Presidential immunity is a thing, but it’s not as all-encompassing as it sounds. “Broadly speaking, presidential immunity provides absolute protection to a sitting president from civil litigation for official acts taken while he—and, someday, she—is president. The Supreme Court has clarified that the president does not, however, enjoy absolute immunity from civil litigation for conduct that predated his presidency,” says Perry. That means Trump could still go down for any illegal activity he was involved with before he took office. “In 2020, the Court further ruled that the president is subject to subpoenas for criminal prosecution for personal conduct, just like anyone else.”
So what’s up with the cases that have already been filed against him?
“There are a number of active lawsuits pending against Mr. Trump in his individual capacity, including most famously two defamation suits brought by women who have accused him of sexual assault,” says Perry. “In both cases, he has argued that he is immune from the pursuit of these actions during his presidency. Those arguments will go away on January 21 unless the president is impeached and convicted sooner.”
Trump could still go down for any illegal activity he was involved with before he took office.
Ditto for the civil and criminal investigations that are ongoing in New York. Last August, New York Attorney General Letitia James filed a motion to compel Eric Trump and others to comply with an investigation into the the Trump Organization’s financial dealings. Trump’s own former lawyer, Michael Cohen, has also filed a lawsuit against the Trump Organization for millions of dollars owed in legal fees.
So, yeah, there’s a lot waiting for Trump come Thursday. “As soon as Mr. Trump leaves office, his claims of immunity go away with him and he may be pursued to the full extent of the law,” says Perry.
Will Donald Trump be prosecuted for all his alleged illegal activity, and if yes, what does accountability look like for a former president?
“The short answer is yes,” says Perry. “There has been much speculation that Mr. Trump might try to pardon himself before he leaves office. His ability to do that is legally dubious, but even if a self-pardon were able to withstand judicial scrutiny, a presidential pardon only insulates against federal prosecutions.”

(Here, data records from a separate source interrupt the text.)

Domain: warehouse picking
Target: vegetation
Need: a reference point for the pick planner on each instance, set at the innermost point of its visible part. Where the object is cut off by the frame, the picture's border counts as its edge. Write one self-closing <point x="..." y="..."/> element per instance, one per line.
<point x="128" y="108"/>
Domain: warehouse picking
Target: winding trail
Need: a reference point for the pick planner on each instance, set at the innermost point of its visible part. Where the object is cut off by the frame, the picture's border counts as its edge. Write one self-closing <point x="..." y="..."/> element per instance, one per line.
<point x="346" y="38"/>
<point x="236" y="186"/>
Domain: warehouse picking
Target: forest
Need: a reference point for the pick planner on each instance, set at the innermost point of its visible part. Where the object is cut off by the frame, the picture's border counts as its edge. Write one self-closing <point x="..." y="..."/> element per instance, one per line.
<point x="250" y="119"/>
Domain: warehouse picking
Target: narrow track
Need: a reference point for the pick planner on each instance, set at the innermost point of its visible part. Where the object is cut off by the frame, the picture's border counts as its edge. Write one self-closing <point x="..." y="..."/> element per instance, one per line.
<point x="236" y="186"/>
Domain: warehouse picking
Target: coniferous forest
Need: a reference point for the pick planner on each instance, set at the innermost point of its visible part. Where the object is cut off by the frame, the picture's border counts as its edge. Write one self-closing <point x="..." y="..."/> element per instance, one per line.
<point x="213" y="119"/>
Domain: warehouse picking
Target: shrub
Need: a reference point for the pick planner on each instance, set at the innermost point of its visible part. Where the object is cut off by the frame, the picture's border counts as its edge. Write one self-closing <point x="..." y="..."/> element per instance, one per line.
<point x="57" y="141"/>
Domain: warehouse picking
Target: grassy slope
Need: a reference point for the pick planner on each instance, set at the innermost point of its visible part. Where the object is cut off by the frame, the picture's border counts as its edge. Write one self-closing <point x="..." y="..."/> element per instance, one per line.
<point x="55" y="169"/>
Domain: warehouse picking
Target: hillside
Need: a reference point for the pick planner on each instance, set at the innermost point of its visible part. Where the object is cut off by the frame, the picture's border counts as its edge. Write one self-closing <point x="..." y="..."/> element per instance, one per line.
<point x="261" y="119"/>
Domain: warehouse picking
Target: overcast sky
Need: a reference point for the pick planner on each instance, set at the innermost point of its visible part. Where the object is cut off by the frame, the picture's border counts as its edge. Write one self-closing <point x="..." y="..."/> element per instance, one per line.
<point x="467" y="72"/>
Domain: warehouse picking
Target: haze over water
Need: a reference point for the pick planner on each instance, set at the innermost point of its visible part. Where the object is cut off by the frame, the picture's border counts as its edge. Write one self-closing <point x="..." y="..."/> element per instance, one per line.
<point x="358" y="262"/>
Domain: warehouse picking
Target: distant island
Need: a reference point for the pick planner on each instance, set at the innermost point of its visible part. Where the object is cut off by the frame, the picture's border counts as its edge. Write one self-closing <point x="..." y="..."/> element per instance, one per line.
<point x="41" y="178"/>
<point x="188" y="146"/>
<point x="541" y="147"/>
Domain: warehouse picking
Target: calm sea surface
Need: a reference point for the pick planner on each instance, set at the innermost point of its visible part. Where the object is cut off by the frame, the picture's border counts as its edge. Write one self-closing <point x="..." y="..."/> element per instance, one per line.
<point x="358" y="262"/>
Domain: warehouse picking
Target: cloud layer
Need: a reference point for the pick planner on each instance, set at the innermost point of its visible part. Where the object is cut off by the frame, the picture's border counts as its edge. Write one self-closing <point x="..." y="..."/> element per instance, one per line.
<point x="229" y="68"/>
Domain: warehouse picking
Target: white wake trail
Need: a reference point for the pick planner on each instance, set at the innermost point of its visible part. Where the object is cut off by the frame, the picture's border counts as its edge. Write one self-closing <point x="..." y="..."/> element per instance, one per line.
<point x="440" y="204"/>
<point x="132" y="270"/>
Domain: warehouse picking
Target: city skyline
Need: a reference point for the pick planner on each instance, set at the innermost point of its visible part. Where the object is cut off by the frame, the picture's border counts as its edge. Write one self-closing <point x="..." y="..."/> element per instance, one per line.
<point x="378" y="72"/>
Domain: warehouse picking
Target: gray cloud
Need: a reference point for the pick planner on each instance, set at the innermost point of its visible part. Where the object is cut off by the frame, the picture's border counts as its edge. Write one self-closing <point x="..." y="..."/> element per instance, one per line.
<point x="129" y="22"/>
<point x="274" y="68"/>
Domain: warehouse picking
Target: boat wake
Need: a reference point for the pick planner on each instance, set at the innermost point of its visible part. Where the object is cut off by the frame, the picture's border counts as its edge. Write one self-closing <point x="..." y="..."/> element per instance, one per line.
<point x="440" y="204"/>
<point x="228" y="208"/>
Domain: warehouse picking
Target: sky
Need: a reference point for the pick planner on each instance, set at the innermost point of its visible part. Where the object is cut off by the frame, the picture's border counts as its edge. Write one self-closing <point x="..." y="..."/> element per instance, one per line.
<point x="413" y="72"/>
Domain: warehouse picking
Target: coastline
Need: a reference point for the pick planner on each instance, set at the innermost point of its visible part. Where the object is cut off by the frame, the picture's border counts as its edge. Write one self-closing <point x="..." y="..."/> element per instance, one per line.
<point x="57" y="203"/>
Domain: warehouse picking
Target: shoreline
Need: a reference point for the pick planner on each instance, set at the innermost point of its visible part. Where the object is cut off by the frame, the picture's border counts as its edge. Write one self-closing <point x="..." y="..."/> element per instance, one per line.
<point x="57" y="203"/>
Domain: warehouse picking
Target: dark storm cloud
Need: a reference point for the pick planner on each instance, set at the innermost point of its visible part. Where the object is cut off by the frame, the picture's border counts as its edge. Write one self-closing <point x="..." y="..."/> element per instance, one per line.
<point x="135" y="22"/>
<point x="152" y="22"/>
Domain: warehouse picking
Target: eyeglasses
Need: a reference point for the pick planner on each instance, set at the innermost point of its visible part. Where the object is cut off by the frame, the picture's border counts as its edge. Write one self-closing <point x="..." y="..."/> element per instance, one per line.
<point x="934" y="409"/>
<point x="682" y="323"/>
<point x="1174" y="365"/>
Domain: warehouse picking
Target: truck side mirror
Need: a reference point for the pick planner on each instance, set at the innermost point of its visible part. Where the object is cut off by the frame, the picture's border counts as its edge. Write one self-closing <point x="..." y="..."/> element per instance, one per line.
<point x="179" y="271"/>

That means he’s not off the hook for state or local allegations. “Accordingly, Mr. Trump still can be—and I believe likely will be—prosecuted by the NY AG or by the Manhattan DA’s office. Practically speaking, however, it is not entirely clear exactly what those criminal charges might be, how strong the evidence is, whether or not Mr. Trump would be convicted of any crimes, and, in particular, whether or not a jail term would follow a criminal conviction. But all these things are more than theoretically possible after Mr. Trump is no longer President Trump.”